Isaiah does say in today’s scripture than Jesus establishes His kingdom “with justice and righteousness.” Thus, Jesus in His first coming linked His “kingdom” with “righteousness”, commanding His followers to “strive first for the kingdom of God and his righteousness” (Matthew 6:33). Are we living that sort of life? Do our lives “conform to the norm” of God’s character or of His coming kingdom?

Remarkably, in later visions Isaiah foretells Jesus making “many righteous” through His death and resurrection:

“But he was wounded for our transgressions, crushed for our iniquities; upon him was the punishment that made us whole, and by his bruises we are healed. All we like sheep have gone astray; we have all turned to our own way, and the LORD has laid on him the iniquity of us all…The righteous one, my servant, shall make many righteous and he shall bear their iniquities” Isaiah 53:5-6, 11, (emphasis added).

The Gospel is the marvelous ‘good news’ about Jesus, “the righteous one”, making many righteous. The apostles fanned out across the world with the astonishing news that “God made him [Jesus] to be sin who knew no sin, so that in him we might become the righteousness of God” (2 Corinthians 5:21). It was the amazing message of “righteousness for anyone who believes” (Romans 10:4), a righteousness “that comes through faith in Christ, the righteousness from God based on faith” (Philippians 3:9). It is the righteousness that God imputed to Abraham on the basis of faith: “Abraham believed God, and it was reckoned to him as righteousness” (Romans 4:3).

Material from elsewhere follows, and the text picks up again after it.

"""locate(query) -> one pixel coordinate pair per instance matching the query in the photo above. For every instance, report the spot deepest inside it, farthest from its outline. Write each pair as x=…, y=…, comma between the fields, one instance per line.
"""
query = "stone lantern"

Eighteenth century pastor and social reformer Nicolaus Zinzendorf wrote the hymn “Jesus, Thy Blood and Righteousness” in which he reveled in the believer’s righteousness through Jesus Christ:

“Jesus, Thy blood and righteousness
my beauty are, my glorious dress;
‘midst flaming worlds, in these arrayed,
with joy shall I lift up my head.”

Because Jesus is our righteousness, we shall lift high our heads when we see Him coming to put right the world. What that day will be like, we cannot imagine! Its eternity and infinity are beyond mortal comprehension. But, “What we know is that when Christ is openly revealed, we’ll see him – and in seeing him, become like him” (1 John 3:2 The Message). And we shall ever be becoming more like Him! For ‘between the times’, we seek and pray to live “how people are going to live when righteousness takes over the world!” The light of Jesus will shine in us!

PRAY


Righteous God, You hate sin and want to be rid of it. Our sin was loathsome to You and You dealt with it. You proved Your love in giving up Your Son to save us while we were still sinners. We have been saved by Your grace through faith, knowing that our faith was a gift from You. We can never out- sin Your grace! Thank You for loving us just as we are, but loving us too much to leave us just as we are. So, stretch us, grow us, and make us shine as Your light in a dark world. By your grace we pray. Amen.